Slowing global emissions would dramatically reduce the number of people displaced or grappling with conditions outside the niche. If warming were limited to the 1.5 degrees Celsius targeted by the Paris accords, according to a calculation that isolates the effect of warming, half as many people would be left outside of the optimal zone. The population suffering from extreme heat would be reduced fivefold, from 22% to just 5% of the people on the planet.
Climate research often frames the implications of warming in terms of its economic impacts, couching damages in monetary terms that are sometimes used to suggest that small increases in average temperature can be managed. The study disavows this traditional economic framework, which Lenton says is “unethical” because it prioritizes rich people who are alive today, and instead puts the climate crisis in moral terms.
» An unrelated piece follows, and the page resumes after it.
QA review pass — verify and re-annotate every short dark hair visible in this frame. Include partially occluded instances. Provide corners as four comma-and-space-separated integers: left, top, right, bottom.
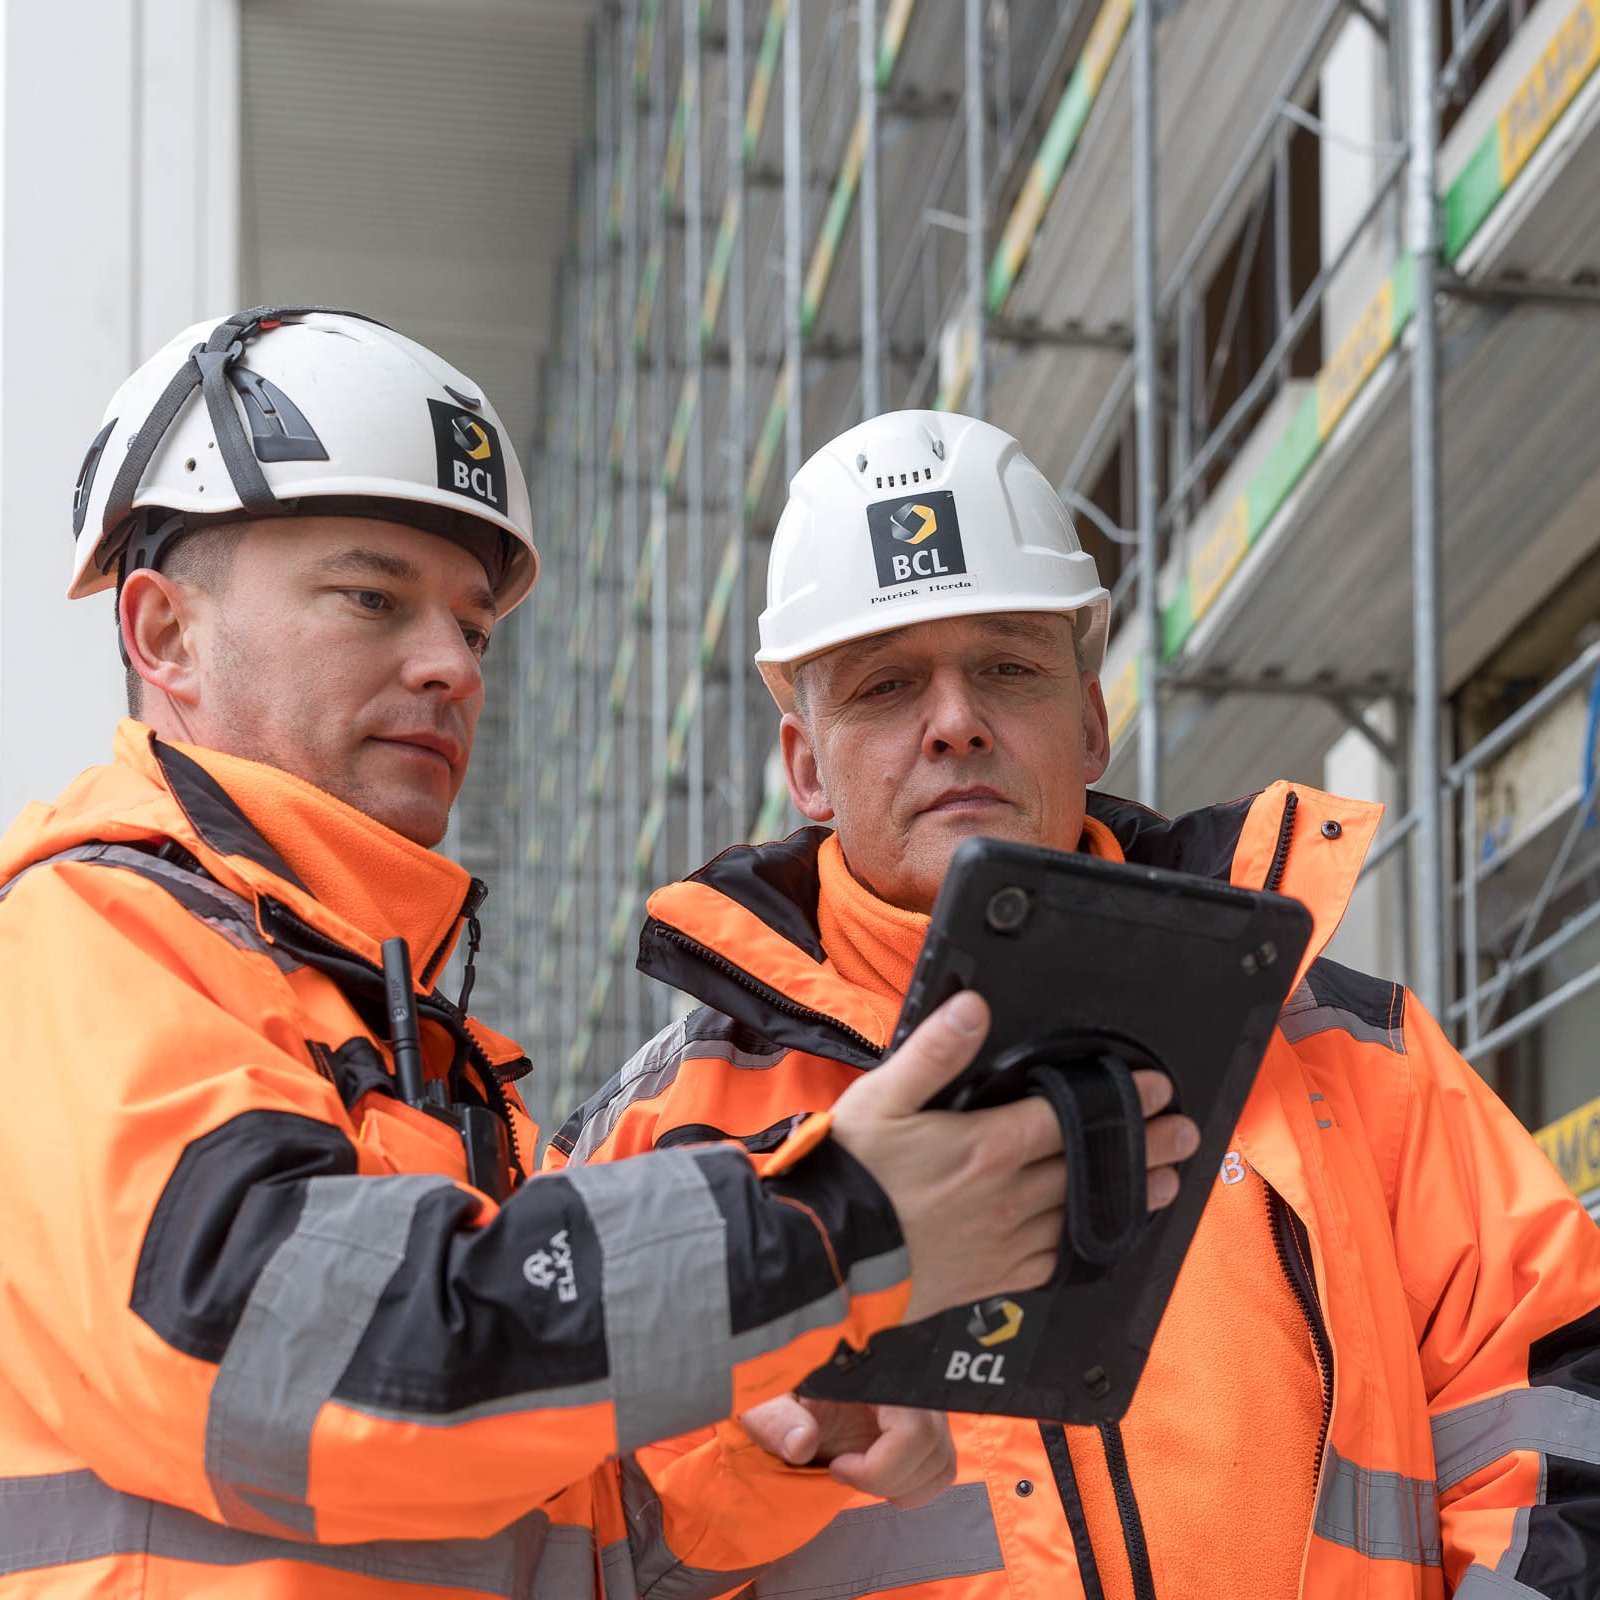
123, 524, 241, 715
The findings show that climate change will pummel poorer parts of the world disproportionately, effectively sentencing the people who live in developing nations and small island states to extreme temperatures, failing crops, conflict, water and food scarcity, and rising mortality. The final option for many people will be migration. The estimated size of the affected populations, whether they’re 2 billion or 6 billion, suggests an era of global upheaval.
According to the study, India will have, by far, the greatest population outside of the climate niche. At current rates of warming, the researchers estimate that more than 600 million Indians will be affected, six times more than if the Paris targets were achieved. In Nigeria, more than 300 million citizens will be exposed, seven times more than if emissions were steeply cut. Indonesia could see 100 million people fall out of a secure and predictable environment, the Philippines and Pakistan 80 million people each, and so on. Brazil, Australia and India would see the greatest area of land become less habitable. But in many smaller countries, all or nearly all the land would become nearly unlivable by traditional measures: Burkina Faso, Mali, Qatar, the United Arab Emirates, Niger. Although facing far more modest impacts, even the United States will see its South and Southwest fall toward the hottest end of the niche, leading to higher mortality and driving internal migration northward.
Throughout the world, the researchers estimate, the average person who is going to be exposed to unprecedented heat comes from a place that emitted roughly half the per capita emissions as those in wealthy countries. American per capita emissions are more than twice those of Europeans, who still live a prosperous and modern existence, the authors point out, so there is ample room for comfortable change short of substantial sacrifice. “The idea that you need the level of wasteful consumption ... that happens on average in the U.S. to be part of a happy, flourishing, rich, democratic society is obviously nonsense,” Lenton said.
Each American today emits nearly enough emissions over their lifetime to push one Indian or Nigerian of the future outside of their climate niche, the study found, showing exactly how much harm Americans’ individual actions can cause (1.2 Americans to 1 future person, to be exact). The lifestyle and policy implications are obvious: Reducing consumption todayreduces the number of people elsewhere who will suffer the consequences tomorrow and can prevent much of the instability that would otherwise result. “I can’t — as a citizen of a planet with this level of risk opening up — not also have some kind of human and moral response to the figures,” Lenton said. We’ve all got to deal with that, he added, “in our own way.”